Jun 4, 2014

[Games] Fluxx

Ever since my partner Tobie introduced to me to the newer board games and such, I've been amazed with how far things have come. Some truly novel and creative games had been developed over the years resulting in diverse game experiences and a lot of good memories with friends. But some of the best games don't need to be the most complicated ones either. Sure, it's fun to lug around big game boxes and setup complex boards across a table. But then you come across truly brilliant games that fit in the sleeve of your bag or even your pocket.

Fluxx is a game that's simple to learn but tricky to win and yet conveniently portable. At it's simplest, it's a card game and thus its portability. But more than that it's a completely different mindset when it comes to such tabletop games and one that excels with seemingly so little.

One can explain the basic rules of the game in two short sentences. But then no two Fluxx games are ever the same - hence all the craziness that comes with it.

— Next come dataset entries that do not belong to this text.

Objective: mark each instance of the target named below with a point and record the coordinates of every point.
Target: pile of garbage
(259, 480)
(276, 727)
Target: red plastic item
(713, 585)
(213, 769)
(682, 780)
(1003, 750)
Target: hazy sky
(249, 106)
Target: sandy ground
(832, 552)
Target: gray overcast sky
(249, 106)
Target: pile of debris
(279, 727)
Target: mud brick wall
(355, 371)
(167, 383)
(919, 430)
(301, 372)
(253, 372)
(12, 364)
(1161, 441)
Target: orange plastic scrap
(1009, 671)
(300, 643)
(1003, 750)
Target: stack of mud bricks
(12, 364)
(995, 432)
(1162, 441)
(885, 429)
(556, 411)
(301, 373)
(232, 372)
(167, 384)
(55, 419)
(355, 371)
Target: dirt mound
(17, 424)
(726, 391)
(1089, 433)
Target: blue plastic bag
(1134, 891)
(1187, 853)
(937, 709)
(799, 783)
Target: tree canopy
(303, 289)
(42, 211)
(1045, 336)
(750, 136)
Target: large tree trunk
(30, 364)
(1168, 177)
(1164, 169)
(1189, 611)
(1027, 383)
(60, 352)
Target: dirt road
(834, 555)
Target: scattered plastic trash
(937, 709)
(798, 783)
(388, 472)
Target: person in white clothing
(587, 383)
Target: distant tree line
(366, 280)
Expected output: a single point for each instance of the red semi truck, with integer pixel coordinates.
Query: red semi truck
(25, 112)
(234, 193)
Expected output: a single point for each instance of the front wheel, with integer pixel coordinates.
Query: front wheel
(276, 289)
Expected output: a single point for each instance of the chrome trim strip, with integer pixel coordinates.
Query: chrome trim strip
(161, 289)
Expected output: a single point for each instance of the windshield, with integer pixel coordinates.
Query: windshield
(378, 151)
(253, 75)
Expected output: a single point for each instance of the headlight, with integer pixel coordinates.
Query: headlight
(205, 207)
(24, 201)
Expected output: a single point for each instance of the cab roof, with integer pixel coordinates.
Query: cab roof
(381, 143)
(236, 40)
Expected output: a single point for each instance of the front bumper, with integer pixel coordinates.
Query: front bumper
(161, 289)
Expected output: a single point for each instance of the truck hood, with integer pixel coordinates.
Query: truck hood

Fluxx is a card game for 2-6 players created by Andrew Looney. It's tagline is that it is "The Card Game With Ever-Changing Rules!" - and it truly lives up to this name. When it comes to new players, all I need to tell them is this: "Draw one. Play one." Those are the most basic rules of the game. But what is the objective? How does one win a game of Fluxx? We'll find out during the course of the game itself.

Your basic Fluxx deck has several types of cards. At first everyone will have limited options given they have to follow the basic rules - draw one card from the deck and play one card from the deck. However the deck includes New Rules, which include manipulating how many cards are drawn or played or even how many cards you can have in hand. In order to win, you need to meet the condition/s of whichever goal card/s is/are in play at the moment. Since goals are also cards, any player can introduce a new goal, thus changing things up. And there are slightly more complex Action cards that have you do different things like drawing a second hand of cards to manipulate or gives all players a new card to work with.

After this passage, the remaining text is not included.